If you noticed above, I made the column a generated column. Which obviously means the column is generated from those other columns that I gave it, and it also means that I can't insert a value into it.

So if I want to both have my search_vector field on my Bookmark model and eat it too be able to use it, I need to make sure that Django doesn't try to insert or update anything into this generated search_vector column. Otherwise it will throw an error.

And all I need to do it extend the insert and update functions on the model, and tell it to just ignore my search_vector field (taken from here).

def _do_insert(self, manager, using, fields, update_pk, raw):
    fields = [
        f for f in fields if f.attname not in ['search_vector']
    ]
    return super()._do_insert(manager, using, fields, update_pk, raw)

def _do_update(self, base_qs, using, pk_val, values, update_fields, forced_update):
    values = [
        value for value in values if value[0].attname not in ['search_vector']
    ]
    return super()._do_update(base_qs, using, pk_val, values, update_fields, forced_update)

Importing My Bookmarks

Getting the bookmarks off my phone was a pain in the ass. Firefox doesn't have a good bookmark manager on Android, and it doesn't allow you to export your bookmarks into a portable file. So I just created a temporary Mozilla account, gathered up all my smartphones, synced them one by one, and exported the bookmarks on my desktop.

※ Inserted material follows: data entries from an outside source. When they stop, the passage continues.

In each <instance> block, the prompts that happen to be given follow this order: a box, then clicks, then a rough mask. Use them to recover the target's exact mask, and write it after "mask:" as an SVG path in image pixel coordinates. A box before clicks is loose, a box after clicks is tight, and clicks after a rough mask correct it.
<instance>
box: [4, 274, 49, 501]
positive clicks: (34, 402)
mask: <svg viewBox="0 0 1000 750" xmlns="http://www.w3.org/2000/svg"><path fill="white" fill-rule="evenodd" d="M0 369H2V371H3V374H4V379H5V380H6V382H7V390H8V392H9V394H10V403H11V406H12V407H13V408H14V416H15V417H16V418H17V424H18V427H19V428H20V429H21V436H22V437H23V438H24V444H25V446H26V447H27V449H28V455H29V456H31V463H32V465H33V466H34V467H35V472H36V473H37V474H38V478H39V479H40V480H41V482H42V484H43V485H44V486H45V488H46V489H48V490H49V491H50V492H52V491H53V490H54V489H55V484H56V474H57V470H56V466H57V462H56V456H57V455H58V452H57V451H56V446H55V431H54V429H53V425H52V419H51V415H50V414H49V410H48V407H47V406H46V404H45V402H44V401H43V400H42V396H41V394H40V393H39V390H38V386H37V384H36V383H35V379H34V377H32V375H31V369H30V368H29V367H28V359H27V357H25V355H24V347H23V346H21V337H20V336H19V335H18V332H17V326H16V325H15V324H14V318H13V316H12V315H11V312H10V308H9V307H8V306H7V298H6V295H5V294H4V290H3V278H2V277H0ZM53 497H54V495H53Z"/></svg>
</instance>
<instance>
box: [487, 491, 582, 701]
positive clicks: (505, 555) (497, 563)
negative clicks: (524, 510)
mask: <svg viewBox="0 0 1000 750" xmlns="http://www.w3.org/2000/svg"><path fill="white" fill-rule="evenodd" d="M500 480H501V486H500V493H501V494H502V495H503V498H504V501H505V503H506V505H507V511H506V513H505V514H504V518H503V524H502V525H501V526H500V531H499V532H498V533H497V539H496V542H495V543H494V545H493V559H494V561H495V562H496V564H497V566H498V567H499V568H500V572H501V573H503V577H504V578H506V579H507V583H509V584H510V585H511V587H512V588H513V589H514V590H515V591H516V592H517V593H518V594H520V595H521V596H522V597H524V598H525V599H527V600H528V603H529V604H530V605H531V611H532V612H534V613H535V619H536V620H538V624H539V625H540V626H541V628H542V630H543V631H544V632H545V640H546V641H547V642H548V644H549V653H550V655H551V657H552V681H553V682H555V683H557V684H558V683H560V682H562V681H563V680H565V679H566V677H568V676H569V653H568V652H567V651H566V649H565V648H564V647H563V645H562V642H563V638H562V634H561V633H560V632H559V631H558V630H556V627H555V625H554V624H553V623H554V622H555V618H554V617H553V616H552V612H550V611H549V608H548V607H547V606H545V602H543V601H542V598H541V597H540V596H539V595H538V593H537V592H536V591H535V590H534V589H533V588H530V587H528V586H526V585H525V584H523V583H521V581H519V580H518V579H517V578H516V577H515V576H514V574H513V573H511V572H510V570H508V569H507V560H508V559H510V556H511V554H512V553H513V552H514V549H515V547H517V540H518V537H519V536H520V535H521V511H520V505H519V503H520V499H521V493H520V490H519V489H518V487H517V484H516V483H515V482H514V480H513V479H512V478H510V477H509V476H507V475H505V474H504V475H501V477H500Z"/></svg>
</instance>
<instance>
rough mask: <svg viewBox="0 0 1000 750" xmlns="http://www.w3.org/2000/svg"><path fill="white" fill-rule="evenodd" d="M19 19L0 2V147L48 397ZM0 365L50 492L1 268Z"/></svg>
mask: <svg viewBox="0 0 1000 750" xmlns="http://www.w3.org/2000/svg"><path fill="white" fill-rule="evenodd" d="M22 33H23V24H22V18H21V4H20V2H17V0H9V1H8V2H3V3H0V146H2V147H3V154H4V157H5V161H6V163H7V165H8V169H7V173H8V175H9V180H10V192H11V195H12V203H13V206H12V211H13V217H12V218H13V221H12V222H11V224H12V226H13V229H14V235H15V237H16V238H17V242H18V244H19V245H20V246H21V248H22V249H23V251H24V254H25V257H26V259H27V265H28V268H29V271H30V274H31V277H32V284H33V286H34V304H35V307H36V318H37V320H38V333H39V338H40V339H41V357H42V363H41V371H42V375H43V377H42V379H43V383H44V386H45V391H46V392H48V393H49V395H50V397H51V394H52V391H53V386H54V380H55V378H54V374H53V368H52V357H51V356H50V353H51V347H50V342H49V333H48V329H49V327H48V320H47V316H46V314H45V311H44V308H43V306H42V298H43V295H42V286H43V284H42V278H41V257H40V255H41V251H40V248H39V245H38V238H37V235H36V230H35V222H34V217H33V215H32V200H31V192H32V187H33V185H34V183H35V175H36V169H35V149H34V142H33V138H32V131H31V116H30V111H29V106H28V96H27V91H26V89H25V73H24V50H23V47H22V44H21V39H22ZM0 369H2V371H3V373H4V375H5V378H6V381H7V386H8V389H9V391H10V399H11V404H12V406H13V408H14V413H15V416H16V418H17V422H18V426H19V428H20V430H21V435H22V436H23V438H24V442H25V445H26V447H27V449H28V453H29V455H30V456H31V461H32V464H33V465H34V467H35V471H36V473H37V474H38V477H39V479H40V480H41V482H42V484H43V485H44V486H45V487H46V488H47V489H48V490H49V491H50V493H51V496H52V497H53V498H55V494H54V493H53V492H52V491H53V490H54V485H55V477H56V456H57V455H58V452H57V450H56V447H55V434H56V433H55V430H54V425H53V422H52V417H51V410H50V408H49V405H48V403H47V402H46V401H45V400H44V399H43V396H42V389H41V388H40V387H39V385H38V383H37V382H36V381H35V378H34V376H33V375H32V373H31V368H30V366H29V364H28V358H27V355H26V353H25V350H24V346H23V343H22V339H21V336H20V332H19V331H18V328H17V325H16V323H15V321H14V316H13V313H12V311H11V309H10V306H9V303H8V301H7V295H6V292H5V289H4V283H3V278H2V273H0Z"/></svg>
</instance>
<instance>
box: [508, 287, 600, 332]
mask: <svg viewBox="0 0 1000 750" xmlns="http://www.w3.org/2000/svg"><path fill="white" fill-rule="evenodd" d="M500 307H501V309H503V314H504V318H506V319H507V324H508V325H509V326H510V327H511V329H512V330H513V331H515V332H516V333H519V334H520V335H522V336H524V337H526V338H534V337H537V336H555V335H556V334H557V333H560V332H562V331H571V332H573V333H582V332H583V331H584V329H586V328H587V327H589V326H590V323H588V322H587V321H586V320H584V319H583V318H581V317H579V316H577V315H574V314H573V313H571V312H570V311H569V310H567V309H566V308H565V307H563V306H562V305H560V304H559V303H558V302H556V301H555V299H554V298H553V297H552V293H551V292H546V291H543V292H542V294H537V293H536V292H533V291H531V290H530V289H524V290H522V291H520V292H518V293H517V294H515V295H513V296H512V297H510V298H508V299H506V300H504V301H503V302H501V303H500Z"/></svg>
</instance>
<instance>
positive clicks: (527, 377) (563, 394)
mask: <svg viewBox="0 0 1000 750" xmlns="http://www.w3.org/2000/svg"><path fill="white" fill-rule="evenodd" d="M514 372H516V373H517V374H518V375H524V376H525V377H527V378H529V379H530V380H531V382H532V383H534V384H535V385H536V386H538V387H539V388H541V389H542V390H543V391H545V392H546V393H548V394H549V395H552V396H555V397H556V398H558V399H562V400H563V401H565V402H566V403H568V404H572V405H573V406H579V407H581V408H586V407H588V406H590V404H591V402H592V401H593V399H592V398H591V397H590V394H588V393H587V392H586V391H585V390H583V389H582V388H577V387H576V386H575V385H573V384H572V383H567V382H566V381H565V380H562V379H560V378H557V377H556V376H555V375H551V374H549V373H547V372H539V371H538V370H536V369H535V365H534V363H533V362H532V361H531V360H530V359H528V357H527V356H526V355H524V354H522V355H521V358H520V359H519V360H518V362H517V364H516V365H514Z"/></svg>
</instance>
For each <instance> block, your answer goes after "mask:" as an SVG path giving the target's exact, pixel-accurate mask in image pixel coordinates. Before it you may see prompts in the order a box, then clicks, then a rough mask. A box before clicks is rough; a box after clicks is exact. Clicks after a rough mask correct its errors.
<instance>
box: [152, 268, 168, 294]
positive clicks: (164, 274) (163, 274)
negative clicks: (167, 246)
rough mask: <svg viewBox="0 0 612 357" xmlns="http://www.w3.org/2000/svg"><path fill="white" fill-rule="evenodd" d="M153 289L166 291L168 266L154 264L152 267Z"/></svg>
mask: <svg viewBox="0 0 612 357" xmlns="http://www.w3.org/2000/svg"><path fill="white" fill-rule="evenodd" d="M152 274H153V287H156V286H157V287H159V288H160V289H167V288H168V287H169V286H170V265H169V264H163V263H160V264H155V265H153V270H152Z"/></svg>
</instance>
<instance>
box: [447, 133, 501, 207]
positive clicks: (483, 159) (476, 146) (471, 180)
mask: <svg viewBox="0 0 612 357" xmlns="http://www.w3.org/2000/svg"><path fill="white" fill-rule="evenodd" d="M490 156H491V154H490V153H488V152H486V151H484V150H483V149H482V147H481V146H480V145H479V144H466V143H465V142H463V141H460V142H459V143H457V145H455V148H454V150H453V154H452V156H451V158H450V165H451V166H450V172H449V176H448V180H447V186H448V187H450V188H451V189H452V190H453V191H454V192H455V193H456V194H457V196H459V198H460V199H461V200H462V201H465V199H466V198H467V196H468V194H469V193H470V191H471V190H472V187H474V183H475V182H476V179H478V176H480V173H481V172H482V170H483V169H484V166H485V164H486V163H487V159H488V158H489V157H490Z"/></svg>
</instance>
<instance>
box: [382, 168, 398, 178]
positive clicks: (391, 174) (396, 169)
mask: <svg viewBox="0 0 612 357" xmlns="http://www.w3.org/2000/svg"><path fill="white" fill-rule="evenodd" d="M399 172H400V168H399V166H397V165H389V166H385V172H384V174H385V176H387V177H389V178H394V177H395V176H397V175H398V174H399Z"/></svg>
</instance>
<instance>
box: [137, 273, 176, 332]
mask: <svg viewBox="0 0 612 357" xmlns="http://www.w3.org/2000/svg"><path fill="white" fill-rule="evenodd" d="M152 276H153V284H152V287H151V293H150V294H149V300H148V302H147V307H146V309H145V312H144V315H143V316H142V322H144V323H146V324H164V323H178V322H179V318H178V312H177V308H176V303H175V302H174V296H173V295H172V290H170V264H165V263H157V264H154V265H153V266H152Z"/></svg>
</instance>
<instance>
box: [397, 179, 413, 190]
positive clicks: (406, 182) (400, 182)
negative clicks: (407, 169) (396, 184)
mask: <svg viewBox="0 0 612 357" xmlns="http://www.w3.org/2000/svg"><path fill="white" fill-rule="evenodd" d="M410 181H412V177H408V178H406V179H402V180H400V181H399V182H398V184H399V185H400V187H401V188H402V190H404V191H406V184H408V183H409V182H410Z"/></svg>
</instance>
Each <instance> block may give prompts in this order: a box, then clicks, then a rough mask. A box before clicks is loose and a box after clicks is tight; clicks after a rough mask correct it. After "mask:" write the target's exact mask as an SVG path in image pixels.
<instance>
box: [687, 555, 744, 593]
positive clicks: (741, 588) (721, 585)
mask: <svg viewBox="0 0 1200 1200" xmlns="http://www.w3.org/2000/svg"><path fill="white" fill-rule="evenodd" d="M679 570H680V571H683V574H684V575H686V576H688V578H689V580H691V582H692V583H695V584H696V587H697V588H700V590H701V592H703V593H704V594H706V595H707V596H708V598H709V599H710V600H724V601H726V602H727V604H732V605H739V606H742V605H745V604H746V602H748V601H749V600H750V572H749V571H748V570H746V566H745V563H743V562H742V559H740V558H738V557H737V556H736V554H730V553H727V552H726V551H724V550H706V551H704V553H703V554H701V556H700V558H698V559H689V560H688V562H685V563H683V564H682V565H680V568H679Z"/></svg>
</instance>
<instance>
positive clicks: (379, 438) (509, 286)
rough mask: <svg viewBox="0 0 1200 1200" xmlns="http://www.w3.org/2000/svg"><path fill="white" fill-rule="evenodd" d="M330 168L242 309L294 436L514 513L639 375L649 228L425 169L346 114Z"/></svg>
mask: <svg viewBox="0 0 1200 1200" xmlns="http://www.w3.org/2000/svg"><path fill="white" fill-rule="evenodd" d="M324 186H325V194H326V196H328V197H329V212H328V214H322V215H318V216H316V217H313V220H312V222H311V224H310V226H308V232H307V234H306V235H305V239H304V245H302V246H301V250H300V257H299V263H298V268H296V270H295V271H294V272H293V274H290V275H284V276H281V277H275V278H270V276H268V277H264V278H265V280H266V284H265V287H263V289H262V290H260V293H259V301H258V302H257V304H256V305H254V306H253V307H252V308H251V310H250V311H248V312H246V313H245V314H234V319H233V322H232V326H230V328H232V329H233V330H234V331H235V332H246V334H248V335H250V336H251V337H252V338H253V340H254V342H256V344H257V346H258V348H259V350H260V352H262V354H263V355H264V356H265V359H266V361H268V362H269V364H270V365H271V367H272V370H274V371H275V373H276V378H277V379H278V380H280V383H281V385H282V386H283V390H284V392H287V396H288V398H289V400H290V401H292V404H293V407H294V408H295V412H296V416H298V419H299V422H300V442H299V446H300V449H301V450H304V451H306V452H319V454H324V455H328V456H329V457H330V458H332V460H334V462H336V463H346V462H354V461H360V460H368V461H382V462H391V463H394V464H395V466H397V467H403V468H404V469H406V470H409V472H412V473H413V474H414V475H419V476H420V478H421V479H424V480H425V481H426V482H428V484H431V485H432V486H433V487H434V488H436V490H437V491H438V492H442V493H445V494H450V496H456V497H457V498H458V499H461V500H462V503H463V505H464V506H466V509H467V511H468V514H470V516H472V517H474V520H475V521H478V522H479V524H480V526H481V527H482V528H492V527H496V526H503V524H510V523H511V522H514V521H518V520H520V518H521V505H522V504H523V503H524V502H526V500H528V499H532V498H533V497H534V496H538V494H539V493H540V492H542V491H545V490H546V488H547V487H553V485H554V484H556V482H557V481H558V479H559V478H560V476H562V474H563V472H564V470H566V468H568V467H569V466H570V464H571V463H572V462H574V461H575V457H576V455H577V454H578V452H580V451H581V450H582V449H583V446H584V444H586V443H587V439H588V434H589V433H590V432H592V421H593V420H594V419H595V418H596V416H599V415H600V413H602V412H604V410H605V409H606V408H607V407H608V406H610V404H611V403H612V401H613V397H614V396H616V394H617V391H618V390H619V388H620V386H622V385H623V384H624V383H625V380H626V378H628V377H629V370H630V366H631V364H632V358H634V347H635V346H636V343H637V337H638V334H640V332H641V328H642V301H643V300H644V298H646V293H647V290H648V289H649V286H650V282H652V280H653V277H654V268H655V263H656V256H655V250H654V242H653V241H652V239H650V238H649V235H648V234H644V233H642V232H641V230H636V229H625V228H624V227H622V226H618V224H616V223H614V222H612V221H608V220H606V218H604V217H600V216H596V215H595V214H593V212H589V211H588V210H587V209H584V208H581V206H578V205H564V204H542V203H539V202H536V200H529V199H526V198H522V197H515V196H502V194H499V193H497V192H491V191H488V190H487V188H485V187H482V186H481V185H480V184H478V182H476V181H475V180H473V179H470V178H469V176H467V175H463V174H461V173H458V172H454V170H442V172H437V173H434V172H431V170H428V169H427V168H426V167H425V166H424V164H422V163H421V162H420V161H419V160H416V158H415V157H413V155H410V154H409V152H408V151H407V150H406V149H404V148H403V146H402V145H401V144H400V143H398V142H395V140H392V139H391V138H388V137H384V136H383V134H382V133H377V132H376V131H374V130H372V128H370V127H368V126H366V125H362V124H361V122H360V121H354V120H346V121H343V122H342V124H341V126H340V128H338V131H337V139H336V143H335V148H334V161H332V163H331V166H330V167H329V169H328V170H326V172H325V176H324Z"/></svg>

Three of my older phones laid on my wooden desk

I also pulled my Galaxy XCover Pro out of cryosleep and synced it too.

Pulling my XCover Pro out of the freezer, and a bag a frozen Kartoffel Taschen

The bookmarks from my computers were easier to export. All I had to do was go to the bookmarks manager and click export for all my computers, and that was it.

Importing Into Linkding

This part was a little trickier. Linkding does have a bookmark importer, but the problem is that it doesn't import any of the page data from the links, only the links themselves. But Linkding also has an API that I can post to with all the page data. This import is a one time thing, so I just hacked together an import script by frankensteining some bits of code together from the Linkding codebase. I took the load_website_metadata function, the BookmarkParser class, and all their dependencies, cobbled them together, and posted the results to my server in a simple loop. It took about an hour to import all of my bookmarks.

A green box labeled Load Website Metada and a pink box labelled Bookmark Parser taped together. A box labelled LOOP connected to both, and connected to a satellite labelled POST

As of writing this article, I have 1863 bookmarks saved in Linkding. It's been a fun journey developing this. I may do some more tinkering on improving the search ranking, but for now I'm really happy with the result.